Activation of GLP-1 receptors in the nucleus accumbens shell decreases oxycodone self-administration

To investigate the role of accumbens shell GLP-1 receptors in oxycodone taking, rats (n = 12/treatment) were pretreated with vehicle or exendin-4 directly into the shell prior to oxycodone self-administration test sessions maintained on FR5. Intra-accumbens infusion sites are shown in Fig. 4a. Total lever responses (Fig. 4b) were analyzed with a RM two-way ANOVA, which revealed a significant dose × lever interaction [F(2,22) = 18.52, p < 0.0001]. Total oxycodone infusions (Fig. 4c) were analyzed with a RM one-way ANOVA, which revealed a significant main effect of treatment [F(2,22) = 18.86, p < 0.0001]. Subsequent pairwise analyses indicated that total active lever responses and total oxycodone infusions were significantly decreased in rats pretreated with 0.05 µg exendin-4 compared to vehicle-treated controls (Bonferroni, p < 0.05).

Fig. 4
figure 4

Administration of exendin-4 into the nucleus accumbens shell attenuates oxycodone self-administration and does not alter the thermal antinociceptive effects of oxycodone. Microinjection sites in the ventral striatum for oxycodone self-administration experiments in which rats were pretreated with vehicle or exendin-4 (a).
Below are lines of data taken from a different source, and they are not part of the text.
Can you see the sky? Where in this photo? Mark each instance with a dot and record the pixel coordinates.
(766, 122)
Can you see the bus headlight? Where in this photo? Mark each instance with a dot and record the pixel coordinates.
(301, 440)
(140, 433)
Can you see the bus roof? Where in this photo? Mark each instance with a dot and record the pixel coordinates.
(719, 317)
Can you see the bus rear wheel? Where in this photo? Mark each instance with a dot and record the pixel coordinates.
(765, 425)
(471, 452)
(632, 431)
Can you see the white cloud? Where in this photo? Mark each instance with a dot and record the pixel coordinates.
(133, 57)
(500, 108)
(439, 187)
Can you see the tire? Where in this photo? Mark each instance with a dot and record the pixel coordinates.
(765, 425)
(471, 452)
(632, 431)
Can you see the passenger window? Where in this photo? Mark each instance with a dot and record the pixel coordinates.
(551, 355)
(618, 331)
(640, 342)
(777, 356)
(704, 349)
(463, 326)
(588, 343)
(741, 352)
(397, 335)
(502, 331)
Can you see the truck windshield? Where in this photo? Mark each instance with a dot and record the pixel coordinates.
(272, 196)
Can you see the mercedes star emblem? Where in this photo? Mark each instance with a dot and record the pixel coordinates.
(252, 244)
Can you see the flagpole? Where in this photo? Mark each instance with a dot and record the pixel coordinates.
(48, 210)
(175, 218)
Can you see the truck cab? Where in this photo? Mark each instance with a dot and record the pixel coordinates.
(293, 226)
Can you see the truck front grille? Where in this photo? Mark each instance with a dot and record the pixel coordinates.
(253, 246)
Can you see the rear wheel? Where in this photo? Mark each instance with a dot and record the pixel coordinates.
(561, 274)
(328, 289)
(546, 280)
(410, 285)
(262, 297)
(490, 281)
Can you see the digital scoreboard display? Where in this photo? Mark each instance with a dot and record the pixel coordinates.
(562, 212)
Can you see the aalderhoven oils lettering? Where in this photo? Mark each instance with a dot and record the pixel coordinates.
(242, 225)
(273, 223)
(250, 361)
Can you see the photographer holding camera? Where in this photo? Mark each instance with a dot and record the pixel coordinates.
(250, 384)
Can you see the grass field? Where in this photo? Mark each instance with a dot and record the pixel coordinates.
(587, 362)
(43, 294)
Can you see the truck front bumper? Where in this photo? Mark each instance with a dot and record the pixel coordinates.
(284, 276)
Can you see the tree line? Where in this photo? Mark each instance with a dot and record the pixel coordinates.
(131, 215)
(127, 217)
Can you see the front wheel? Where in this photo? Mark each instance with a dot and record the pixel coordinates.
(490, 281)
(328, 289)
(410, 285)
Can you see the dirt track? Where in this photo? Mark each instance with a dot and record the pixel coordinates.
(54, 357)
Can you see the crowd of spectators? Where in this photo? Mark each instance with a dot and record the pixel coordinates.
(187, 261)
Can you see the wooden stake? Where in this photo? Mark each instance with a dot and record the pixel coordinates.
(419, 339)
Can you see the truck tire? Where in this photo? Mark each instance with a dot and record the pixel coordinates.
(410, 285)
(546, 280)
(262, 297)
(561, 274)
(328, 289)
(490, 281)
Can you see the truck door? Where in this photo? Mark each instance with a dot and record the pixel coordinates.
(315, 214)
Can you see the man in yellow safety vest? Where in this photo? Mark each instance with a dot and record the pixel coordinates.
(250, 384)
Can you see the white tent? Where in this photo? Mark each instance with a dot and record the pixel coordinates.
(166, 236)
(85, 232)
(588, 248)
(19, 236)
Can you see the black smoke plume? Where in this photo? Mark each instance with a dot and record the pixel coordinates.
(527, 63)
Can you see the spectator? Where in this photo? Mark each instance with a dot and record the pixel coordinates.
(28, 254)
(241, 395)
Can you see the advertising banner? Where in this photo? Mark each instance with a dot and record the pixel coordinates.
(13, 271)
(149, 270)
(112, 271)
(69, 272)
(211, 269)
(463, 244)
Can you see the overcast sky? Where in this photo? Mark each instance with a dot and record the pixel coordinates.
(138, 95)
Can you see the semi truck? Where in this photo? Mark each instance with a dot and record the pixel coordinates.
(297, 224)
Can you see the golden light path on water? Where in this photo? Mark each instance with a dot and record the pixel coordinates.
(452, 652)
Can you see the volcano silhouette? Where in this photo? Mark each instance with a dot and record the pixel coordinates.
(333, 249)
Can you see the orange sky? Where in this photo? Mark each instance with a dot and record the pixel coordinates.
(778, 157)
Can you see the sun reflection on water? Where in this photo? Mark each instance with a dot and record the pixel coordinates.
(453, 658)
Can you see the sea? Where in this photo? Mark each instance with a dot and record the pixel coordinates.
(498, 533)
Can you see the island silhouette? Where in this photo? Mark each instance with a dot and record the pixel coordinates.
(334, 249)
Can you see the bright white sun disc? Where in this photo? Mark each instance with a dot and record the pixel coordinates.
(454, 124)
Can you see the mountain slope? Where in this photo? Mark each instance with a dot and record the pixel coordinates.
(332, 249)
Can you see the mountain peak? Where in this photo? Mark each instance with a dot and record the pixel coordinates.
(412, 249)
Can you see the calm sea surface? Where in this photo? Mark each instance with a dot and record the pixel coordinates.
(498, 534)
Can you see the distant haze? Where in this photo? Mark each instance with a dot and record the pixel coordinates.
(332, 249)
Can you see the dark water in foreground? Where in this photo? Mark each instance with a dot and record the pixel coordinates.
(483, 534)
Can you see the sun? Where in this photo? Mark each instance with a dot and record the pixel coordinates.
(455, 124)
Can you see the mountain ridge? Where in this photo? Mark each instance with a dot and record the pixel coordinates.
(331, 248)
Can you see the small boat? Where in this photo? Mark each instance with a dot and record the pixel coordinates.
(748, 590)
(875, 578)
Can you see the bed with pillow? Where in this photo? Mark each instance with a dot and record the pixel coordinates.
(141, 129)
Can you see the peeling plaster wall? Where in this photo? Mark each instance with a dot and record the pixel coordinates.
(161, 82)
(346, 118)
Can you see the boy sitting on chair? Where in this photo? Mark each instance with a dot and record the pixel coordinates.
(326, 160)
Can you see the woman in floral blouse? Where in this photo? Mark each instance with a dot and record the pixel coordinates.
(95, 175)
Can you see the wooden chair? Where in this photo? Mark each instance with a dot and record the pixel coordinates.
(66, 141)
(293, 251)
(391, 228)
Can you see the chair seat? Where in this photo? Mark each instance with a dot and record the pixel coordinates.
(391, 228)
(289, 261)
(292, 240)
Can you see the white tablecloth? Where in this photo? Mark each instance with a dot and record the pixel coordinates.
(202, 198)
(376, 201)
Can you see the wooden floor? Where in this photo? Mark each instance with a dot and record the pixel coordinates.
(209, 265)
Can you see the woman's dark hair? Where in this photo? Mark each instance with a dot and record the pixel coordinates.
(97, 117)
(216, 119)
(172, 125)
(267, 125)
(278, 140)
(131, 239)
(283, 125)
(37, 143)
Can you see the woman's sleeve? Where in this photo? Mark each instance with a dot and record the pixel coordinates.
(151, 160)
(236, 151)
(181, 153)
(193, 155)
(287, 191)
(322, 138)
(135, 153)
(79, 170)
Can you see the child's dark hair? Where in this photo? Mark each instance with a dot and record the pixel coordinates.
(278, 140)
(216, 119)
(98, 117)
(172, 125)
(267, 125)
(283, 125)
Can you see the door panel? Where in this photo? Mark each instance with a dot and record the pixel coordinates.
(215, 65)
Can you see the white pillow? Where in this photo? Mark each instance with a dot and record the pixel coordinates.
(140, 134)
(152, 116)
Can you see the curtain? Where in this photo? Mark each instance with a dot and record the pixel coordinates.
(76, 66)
In FR5 test sessions, total active lever responses (b) and total oxycodone infusions (c) were significantly attenuated in rats (n = 12/treatment) pretreated with 0.05 µg exendin-4 versus vehicle in the shell (*p < 0.05, Bonferroni). In PR test sessions, total active lever responses (d) were significantly decreased in rats (n = 10/treatment) pretreated with 0.05 µg exendin-4 versus vehicle in the shell (*p < 0.05, Bonferroni). Total oxycodone infusions (e) and breakpoints (f) were decreased in rats pretreated with 0.005 and 0.05 µg exendin-4 versus vehicle in the shell (*p < 0.05, Bonferroni). g Tail-flick latencies were significantly increased following oxycodone self-administration test sessions compared to baseline measurements (*p < 0.05), indicating a thermal analgesic response. h No effects of intra-accumbens shell exendin-4 were found on the percentage of maximum possible effect (%MPE), indicating that activation of GLP-1 receptors in the shell does not alter oxycodone-induced analgesic responses in this model (n = 7/treatment)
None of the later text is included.